Unique Leaders, Unique Visit

I just finished a very busy but reewarding cycle in my capacity as the protocol officer. We were just visited by Lt. Gen. Noori, Vice Chief of Staff of the Afghan National Army and our future commanding officer, MG (USA) Durbin, Commander of Coalition Forces Command-Afghanistan. The visit was unprecedented. Noori, as small in stature as he is enormous in experience and courage is one of the two top leaders in the most respected institution in his country. He spoke to us in Farsi through his interpretter in a quiet, yet proud voice of his delight to witness such professionalism from the Citizen-soldiers, Sailors and Airmen whosr training he got to view. Maj. Gen. Durbin, a man with 33 years of military service, spoke with tremendous personal respect for the man he accompanied. "Our mission is to mentor not to monitor," he offered. Lt. Gen. Noori's own requests were aligned with tose of Durbin. When asked by a young non commissioned officer what the one thing that is most important for Noori and his soldiers to receive from the members of the task force, Noori did not hesitate, "Train them as you would your own, enforce the same standards you expect from your soldiers. Teach them from the standards you hold for your own men." Speaking over breakfast this morning to the soldiers that have the highest priority of our effort, the Embedded Training Teams that will live, train, eat, and sleep with their Afghan counterparts, Durbin warned them, "You are going to find that I am a demanding person." Speaking of the hard work he has offered the service and Nation over the past three decades, he explained, "I have never worked harder than I have since taking command of this organization." As the mentor/advisor to the newly appointed Minister of Defense and to the top leaders of the Afghan National Army, men such as General Noori, that fought the decade long insurgency against the Soviet Union's occupation and haven't stopped fighting since, he explained "By arriving in theater in the uniform you are wearing, you have instant credibility. It is up to you to continue to deserve that respect. You will be surrounded my somoe of the toughest fighters in the world. Soldiers that effectively kicked the Soviets ass years ago as a guerilla force. They know tactics, but lack the organization of having a professional military force. It is your job to ensure that they become the best force they can possibly be," he concluded.

When the official party arrived, we were to brief them in our operations tent. Immediately upon their entry, I recognized one of the newest members of Combined Forces Command - Afghanistan, Col. Michael Harrison. Harrison, the tall, serious, career Infantry officer had served in Hawaii within the same brigade that I had served a little over a decade ago. Harrison had commanded the "Cacti" battalion 2/35 Infantry, of the Third Brigade at Schofield Barracks. I remember him for his broad smile and direct presence. When he was with you, you were the most important thing in his mind.

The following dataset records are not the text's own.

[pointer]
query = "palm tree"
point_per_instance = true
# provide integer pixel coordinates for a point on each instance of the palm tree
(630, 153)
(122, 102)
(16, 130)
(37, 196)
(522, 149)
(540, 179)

Harrison will have a deliberate role in oversight of our organization, focusing his efforts on resourcing our training efforts to ensure that we will have the tools we have to get the Afghan Army to its highest possible level of readiness. It will be good to have a friendly face to turn to in the higher headquarters during this historic time.

Brig. Gen. Pritt, my commanding officer and the man that first brought me into the Oregon National Guard, just left my office for the night. We were discussing the visit and some of the upcoming "Dee-Vees" (Distinguished Visitors) we expect to host during our stay here at Camp Shelby. We were discussing the uniqueness of the visit of Generals Durbin and Noori and I mentioned how the embedded journalist with us, Scott Kesterson, had an exclusive interview with the second highest ranking officer in the Afghan National Army and how this was the first of hundreds of unique opportunities we were going to experience.

"Are you kidding, Arnold?" he smiled. "With leaders like this, during this historic time in the history of Afghanistan, with the training we have going into this? We are all going to have the most extraordinary military experiences of our lifetime."

It is hard to have any problem with morale when you are led by leaders like these.

(Photos by my great friend Tech Sgt. Nick Choy)

-Out here.


Blogger Thinkfast4 said...

MS -
Noori's face says it all. This man has clearly seen the underbelly of civilization up close and personal for a very long time. He makes decisions and people either live or die. To have done that for 30 years is staggering to ponder.